All makes sense and consistent with the past. And just one last one, something you said on the call, which I think it's consistent with what you've implied in the past. But I think you have this debt target near term, I believe it's about $1 billion. You made a comment about paying down the debt. Is there an actual goal to get debt at Antero Resources to 0? Or is $1 billion the right number?

Michael N. Kennedy

0 is the target.

Gregg William Brody

If you were to take a guess when that would happen by, when do you -- is that just a function of paying down debt (inaudible).

Michael N. Kennedy

(inaudible) prices. I would say that, like you mentioned, it's always been $1 billion is the goal. So the first -- the free cash flow will go to that first. Then once you get to the $1 billion and below, that would get you out of the credit facility and the '26 notes that are callable in January, then you look at it and say, well, maybe 50-50, probably a little bit more on the return of capital but it will just depend on commodity prices and where our bonds are priced.
I mean our 2030s are 5-3/8. So that's a good piece of paper, that's $600 million. So you may want to kind of keep that in the capital structure and buy back shares or return capital. But the other debt pieces are at pretty high interest rates that we'd like to take out.

Operator

Next question is from Subhasish Chandra of Benchmark.

Subhasish Chandra

On the spot to sales improvement there over the years, I think a big element of that is just well sort of waiting on completion. So I guess my question is, can you describe sort of the path you took to reduce that time. And if you think that the program is going to maximize or I should say, minimize that variable going forward.

Michael N. Kennedy

Yes. We don't really have any waiting on completion. We try to plan all of our programs that it's just in time. So when you're done drilling the well, you're on that pad completing it as soon as possible.
So that's how we do it. There may be a week here or there where there's some -- we call it white space in the schedule. But generally, we try to minimize that and be as efficient as possible and not have any DUCs because that's nonperforming capital.

Subhasish Chandra

Yes. So I guess, several years back when it was 400 days plus, et cetera.
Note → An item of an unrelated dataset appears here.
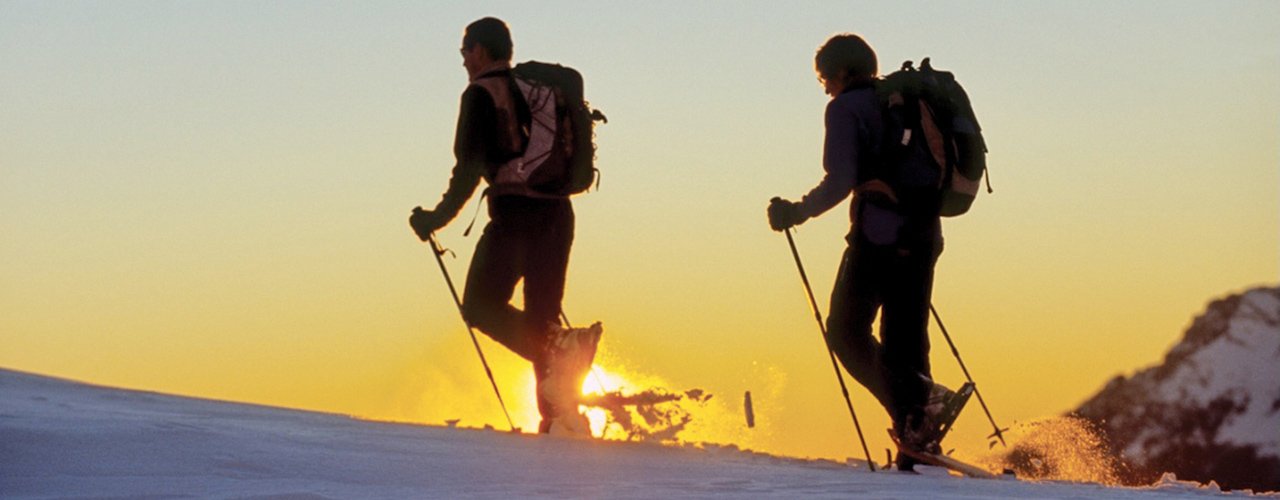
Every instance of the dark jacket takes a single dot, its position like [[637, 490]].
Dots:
[[487, 136], [854, 133]]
What was different then?

Michael N. Kennedy

We can see our on that Slide 3, the pumping hours have almost -- are up like 65%. That's an 86% increase in completion stages per day and then the drilling times to have a greatly improved. So it's a combination of both. But to go from 427 year-to-date 160, it's over 60% reduction and that 160 is definitely sustainable.

Subhasish Chandra

Got it. Okay. And just a clarification, I guess, on the debt reduction question. 0, I guess, is the ultimate target, I guess, bank debt is there, I would assume, as a top priority to reduce the 0 first? And is that sort of.

Michael N. Kennedy

Yes.

Subhasish Chandra

Is that sort of a priority before there's meaningful share buybacks? Or how do you sort of balance the two?

Michael N. Kennedy

Yes. The goal is always, and we had 0 bank debt essentially or near 0 coming into the year. So that would be the first use of the free cash flow is paying down that credit facility, then after that, it would be over 50% to return to shareholders. But we also have the '26 notes. There's less than $100 million on the callable in January. So I would kind of lump that together with the credit facility.

Operator

There are no additional questions at this time. I would like to turn the call back to Brendan Krueger for closing remarks.

Brendan E. Krueger

Yes. Thank you for joining us on today's call. Please reach out with any further questions. Thank you.

Operator

This concludes today's conference. You may disconnect your lines at this time. Thank you for your participation.